La seguridad pública ha dejado de ser exclusivamente un tema de bienestar social para convertirse en el principal lastre del desarrollo económico en México. Según el más reciente informe del IMCO, la persistente ola de violencia e impunidad en diversas regiones del país no solo afecta la calidad de vida, sino que está erosionando sistemáticamente la competitividad nacional, encareciendo la inversión y limitando el potencial del fenómeno del nearshoring.
El IMCO destaca que la inseguridad actúa como un impuesto indirecto y regresivo que afecta con mayor severidad a las Pequeñas y Medianas Empresas (PyMEs). Mientras que las grandes corporaciones pueden absorber costos de blindaje y logística privada, las empresas de menor escala ven asfixiados sus márgenes de ganancia debido a tres factores críticos:
Gasto en Protección Privada: La inversión en guardias, cámaras, alarmas y sistemas de monitoreo ha pasado de ser opcional a obligatoria.
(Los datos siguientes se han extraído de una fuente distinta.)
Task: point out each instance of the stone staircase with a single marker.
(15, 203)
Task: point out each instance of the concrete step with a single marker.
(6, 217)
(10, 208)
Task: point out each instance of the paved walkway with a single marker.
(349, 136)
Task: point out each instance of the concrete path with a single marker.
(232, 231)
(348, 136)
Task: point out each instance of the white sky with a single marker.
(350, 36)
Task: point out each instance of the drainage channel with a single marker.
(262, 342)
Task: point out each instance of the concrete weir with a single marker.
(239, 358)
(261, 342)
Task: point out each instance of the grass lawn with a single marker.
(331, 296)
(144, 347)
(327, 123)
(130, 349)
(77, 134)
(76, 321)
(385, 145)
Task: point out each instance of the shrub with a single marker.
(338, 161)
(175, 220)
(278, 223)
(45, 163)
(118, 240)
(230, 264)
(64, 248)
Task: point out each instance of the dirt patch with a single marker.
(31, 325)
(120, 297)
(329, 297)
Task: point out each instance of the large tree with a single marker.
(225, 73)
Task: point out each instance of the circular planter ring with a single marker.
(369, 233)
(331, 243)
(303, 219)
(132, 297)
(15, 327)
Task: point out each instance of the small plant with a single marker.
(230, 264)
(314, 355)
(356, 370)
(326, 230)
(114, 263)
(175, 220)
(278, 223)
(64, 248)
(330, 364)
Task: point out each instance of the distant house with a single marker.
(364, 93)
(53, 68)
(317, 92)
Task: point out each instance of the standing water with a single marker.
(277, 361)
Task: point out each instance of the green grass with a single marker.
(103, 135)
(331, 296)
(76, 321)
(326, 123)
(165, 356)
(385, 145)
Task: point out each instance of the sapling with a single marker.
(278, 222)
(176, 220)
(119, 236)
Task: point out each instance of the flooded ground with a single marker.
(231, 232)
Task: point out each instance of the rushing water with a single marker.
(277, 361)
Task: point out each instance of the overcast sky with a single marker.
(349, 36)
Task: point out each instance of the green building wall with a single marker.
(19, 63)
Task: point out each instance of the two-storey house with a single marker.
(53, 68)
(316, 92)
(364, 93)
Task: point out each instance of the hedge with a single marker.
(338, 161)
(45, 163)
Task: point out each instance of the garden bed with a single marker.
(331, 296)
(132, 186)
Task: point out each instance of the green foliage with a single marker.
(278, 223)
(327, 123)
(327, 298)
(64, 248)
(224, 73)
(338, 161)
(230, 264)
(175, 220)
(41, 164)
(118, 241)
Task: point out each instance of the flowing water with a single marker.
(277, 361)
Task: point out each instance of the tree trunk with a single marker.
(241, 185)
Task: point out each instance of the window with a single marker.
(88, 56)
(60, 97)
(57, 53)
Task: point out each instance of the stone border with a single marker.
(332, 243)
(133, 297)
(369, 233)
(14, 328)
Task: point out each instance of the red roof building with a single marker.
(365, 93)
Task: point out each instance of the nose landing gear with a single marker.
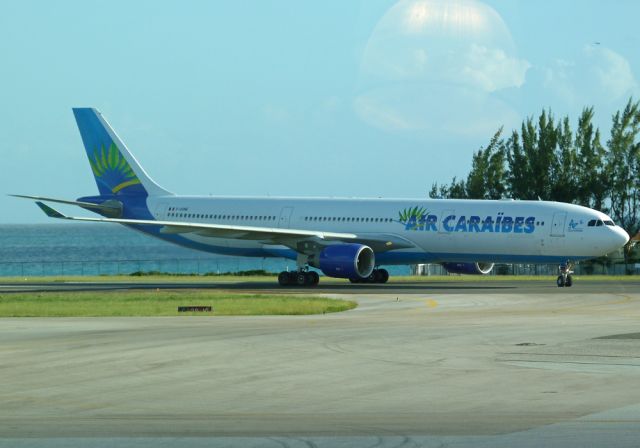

En sectores como el comercio y la industria, este gasto puede representar hasta el 10% de los costos operativos totales.
Robo de Mercancías: El transporte de carga en carreteras federales se ha vuelto una actividad de alto riesgo. El aumento en los seguros de transporte y las pérdidas directas por robo de insumos impactan directamente en el precio final al consumidor, alimentando la inflación.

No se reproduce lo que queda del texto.